Por David R. Lorenzo
El discurso de odio es una variante de la libertad de expresión, que niega la existencia del otro, construye al adversario como una amenaza y el peor de los villanos y legitima acciones de violencia, magnicidio, asesinatos, encarcelaciones, golpes de estado y guerras.
Se abre paso enfermando a las sociedades, poniendo incluso en peligro la democracia de los países y la vida de sus dirigentes, como ocurrió recientemente en Argentina.
Para mi, los países de América donde más se practica el discurso de odio, son los Estados Unidos, Venezuela, Perú, Bolivia, Argentina, Bolivia, Colombia, México y Nicaragua.
En estos países por causa del odio se han producido intentos de destitución de presidentes, golpes de Estado, desconocimiento de gobiernos, asaltos a poderes del Estado, persecuciones, asesinatos, sublevaciones e intentos de asesinatos, como ocurrió con la ex presidente de Argentina, Cristina Fernández y hasta guerras de connotación mundial, como la de Rusia y Ucrania.
Ese discurso puede que comience con una semilla, como lo es el insulto, que es una forma de agresividad que tienen muchas personas de expresar y escribir sin filtros lo que sienten y piensan, y que jurídicamente es una especie de injuria.
El insultador intentar ofender, humillar, menospreciar, descalificar y degradar a un adversario, y se afianza cada día, a tal grado que ya es aceptado en muchas sociedades por su uso frecuente y la falta de consecuencias jurídicas.
Cuando se insulta, ya sea por motivos político, racial, religioso, sexo o condición social, muchos se llenan de satisfacción al descargar toda su ira contra personas que a veces no conocen o no la han tratado, y sienten mucho más placer, cuando otros iguales le siguen la corriente.
Entonces, del insultador casual o habitual, se pasa al odiador, quien no tiene misericordia con los demás, y su lexicología es bien amplia y variada, porque mientras más mentecato se es, más grosero y vulgar es su lenguaje. Este puede odiar hasta a quien no conozca, y llegar a tal grado de cometer cualquier crimen o delito en su contra.
Lo malo del caso, es que el odio ha encontrado modernamente su caldo de cultivo y su mejor medio de propagación en las plataformas sociales, en muchos medios de comunicación y en periodistas y en quienes se llaman comunicadores.

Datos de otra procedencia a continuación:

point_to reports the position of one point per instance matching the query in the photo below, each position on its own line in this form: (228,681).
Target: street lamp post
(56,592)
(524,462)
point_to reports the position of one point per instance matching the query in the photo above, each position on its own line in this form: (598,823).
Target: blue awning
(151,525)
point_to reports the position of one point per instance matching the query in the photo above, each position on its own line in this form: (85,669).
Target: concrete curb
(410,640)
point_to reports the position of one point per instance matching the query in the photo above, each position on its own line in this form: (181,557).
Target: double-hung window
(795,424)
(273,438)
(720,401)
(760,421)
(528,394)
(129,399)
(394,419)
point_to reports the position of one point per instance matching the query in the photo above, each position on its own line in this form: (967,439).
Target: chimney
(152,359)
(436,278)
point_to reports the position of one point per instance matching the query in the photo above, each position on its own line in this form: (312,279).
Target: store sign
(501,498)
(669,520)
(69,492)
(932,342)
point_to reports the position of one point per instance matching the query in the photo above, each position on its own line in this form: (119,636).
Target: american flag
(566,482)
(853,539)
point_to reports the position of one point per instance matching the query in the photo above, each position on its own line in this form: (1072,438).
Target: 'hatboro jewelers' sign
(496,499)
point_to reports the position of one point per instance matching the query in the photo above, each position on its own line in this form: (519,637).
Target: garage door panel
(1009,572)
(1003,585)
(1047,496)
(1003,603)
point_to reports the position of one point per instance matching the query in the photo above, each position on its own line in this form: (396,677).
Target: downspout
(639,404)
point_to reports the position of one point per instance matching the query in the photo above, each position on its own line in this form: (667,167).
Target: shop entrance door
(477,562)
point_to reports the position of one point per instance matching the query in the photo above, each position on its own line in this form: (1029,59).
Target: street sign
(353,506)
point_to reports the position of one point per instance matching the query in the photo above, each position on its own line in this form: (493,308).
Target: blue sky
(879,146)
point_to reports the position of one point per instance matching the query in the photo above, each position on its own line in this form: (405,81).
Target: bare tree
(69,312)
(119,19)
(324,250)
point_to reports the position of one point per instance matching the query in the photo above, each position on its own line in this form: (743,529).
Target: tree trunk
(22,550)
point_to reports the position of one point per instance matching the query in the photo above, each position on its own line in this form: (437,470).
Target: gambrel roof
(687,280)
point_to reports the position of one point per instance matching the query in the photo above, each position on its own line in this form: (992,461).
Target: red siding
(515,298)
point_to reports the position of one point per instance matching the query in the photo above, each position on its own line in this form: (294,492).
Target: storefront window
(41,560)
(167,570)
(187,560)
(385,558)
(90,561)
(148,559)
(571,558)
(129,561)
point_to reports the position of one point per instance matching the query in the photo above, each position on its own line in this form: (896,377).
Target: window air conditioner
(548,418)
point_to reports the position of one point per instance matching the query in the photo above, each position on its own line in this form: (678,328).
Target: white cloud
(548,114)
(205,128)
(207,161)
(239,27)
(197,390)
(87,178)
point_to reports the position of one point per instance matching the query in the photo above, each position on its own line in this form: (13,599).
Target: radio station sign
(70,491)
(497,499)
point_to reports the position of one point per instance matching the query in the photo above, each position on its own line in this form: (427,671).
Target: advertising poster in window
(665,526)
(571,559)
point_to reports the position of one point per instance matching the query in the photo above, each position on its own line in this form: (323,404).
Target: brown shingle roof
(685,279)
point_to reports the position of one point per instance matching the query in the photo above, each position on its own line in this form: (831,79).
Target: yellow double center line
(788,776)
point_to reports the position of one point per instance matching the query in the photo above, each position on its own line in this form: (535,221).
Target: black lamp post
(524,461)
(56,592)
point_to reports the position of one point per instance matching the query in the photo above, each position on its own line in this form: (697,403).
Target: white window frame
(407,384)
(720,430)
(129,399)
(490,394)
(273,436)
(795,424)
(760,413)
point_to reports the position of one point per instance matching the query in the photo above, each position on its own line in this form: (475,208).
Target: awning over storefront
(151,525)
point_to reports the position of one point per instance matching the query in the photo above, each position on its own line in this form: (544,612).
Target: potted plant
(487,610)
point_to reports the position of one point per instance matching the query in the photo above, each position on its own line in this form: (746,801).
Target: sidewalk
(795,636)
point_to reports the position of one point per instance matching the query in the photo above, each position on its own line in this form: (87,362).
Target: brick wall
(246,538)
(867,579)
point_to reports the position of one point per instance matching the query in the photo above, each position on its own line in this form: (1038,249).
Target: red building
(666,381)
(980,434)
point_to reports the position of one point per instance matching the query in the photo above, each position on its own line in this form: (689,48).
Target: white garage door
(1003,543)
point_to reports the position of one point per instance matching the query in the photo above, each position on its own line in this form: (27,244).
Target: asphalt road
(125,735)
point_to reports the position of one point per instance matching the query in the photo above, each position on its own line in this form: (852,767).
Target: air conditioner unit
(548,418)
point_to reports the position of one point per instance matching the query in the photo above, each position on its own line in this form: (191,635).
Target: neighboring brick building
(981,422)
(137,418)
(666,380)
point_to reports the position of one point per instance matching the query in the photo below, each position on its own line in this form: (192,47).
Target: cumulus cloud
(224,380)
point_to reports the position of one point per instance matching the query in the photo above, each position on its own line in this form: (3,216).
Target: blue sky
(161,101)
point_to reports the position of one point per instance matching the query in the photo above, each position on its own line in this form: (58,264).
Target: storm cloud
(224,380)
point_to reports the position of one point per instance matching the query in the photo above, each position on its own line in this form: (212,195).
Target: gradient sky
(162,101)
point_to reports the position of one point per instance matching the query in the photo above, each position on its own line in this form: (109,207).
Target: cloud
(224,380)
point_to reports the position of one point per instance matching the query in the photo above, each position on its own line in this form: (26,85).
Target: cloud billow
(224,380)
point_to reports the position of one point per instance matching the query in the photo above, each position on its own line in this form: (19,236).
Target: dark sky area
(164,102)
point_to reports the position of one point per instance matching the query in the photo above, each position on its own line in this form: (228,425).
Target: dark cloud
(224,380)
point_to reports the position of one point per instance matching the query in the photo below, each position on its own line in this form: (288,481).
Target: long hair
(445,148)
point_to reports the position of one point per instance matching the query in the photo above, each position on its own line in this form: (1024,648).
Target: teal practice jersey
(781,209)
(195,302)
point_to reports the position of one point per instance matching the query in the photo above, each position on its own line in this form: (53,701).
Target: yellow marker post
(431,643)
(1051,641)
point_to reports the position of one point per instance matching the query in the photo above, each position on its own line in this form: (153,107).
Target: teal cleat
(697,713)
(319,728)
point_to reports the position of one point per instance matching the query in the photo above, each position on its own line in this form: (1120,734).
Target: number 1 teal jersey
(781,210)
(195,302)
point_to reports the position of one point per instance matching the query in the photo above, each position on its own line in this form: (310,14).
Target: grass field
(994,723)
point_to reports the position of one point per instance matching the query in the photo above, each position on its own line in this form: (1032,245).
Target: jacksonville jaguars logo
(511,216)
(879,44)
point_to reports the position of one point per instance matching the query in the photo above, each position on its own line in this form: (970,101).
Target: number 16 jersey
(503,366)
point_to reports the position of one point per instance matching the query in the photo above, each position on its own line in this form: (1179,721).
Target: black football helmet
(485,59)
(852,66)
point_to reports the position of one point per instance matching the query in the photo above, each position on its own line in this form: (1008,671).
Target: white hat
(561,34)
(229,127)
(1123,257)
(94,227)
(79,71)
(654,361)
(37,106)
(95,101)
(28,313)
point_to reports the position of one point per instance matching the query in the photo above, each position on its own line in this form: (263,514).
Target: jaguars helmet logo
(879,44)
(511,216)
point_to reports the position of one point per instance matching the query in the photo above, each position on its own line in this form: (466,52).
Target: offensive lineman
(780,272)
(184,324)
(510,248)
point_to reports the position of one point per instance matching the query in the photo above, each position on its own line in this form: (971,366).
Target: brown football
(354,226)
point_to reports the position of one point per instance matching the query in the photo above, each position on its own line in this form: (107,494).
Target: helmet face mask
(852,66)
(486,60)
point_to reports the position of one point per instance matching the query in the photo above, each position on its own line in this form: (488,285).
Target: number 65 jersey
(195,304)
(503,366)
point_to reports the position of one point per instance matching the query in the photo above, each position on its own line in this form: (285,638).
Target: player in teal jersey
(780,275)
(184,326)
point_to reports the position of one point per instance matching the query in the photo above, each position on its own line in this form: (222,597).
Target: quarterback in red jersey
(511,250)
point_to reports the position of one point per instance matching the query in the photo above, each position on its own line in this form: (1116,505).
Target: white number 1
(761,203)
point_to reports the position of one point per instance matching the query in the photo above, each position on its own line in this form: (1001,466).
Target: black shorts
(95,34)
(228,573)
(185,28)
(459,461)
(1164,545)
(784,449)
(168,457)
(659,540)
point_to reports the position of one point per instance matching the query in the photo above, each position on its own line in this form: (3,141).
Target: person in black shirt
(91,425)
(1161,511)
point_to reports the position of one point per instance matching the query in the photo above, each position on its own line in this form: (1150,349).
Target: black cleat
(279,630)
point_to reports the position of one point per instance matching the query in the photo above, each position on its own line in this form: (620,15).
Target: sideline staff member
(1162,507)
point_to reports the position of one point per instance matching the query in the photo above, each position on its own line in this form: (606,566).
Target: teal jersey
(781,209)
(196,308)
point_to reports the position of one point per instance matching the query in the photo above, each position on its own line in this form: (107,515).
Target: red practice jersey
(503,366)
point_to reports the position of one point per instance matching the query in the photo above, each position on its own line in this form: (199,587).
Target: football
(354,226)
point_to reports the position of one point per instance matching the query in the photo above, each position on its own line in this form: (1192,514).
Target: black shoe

El odio puede propagarse tan rápido con una pólvora encendida, y puede enfermar a todo el mundo, o casi todo el mundo, como los integrantes de los gobiernos, congresos, tribunales, partidos políticos, cuerpos castrenses, agrupaciones civiles y a la población en particular.
Su expansión produce una pérdida de la calidad de la democracia de los países, porque el odio genera estigmatizaciones, descalificaciones, incomprensiones, diferencias irreconciliables y violencias simbólicas, psicológicas, y físicas, que incluyen persecuciones, apresamientos, desapariciones forzadas, asesinatos, golpes de estado y guerras, entre otras cosas.
No hay dudas, que de acuerdo a constituciones de la república, tratados internacionales, leyes y jurisprudencias, toda persona tiene el derecho a la libertad de pensamiento, conciencia, opinión y expresión.
Pero, este derecho, a pesar de estar vestido de smoking, no es absoluto, ni puede ser absoluto, sino que tiene limitaciones, para evitar que se convierta en un tirano y pueda avasallar a otros iguales que él, como son el derecho al honor, la intimidad, la dignidad y la moral, la honra de las personas, el orden social y la paz pública.
En conclusión el discurso de odio es el grado de mayor intensidad del insulto, porque enciende una hoguera que genera violencia en todas sus variantes y viola todas las fronteras de la libertad de expresión.
Lo grave del caso, es que este discurso quienes construyen su esqueleto, lo cubren de carne y lo soplan para que tenga vida, son principalmente los gobernantes, dirigentes políticos, congresistas, y funcionarios.
Una vez cobra vida, se hace viral y se aloja en quienes contagia, tomado toda su mente y cuerpo, porque degusta sin saciarse. En su proceso de construcción se retroalimenta de los fanáticos y contagia también a los no fanáticos, hasta construir un mundo donde todos se acusan, nadie se entiende, todos se culpan y todos quieren destruirse. Su defensa son las ofensas y su mayor felicidad es la desgracia y la destrucción del otro.
Estos odiadores, queman en la hoguera la famosa frase que se le atribuye a Voltaire, seudónimo de François-Marie Arouet, que dice: “¡Qué abominable injusticia perseguir a un hombre por tan ligera bagatela! Desapruebo lo que dice, pero defenderé hasta la muerte su derecho a decirlo”.
Los odiadores no sólo queman en la hoguera a esa frase, sino que muchos quieren también, quemar en la hoguera a sus adversarios con todas sus familias y pertenencias. Que pena.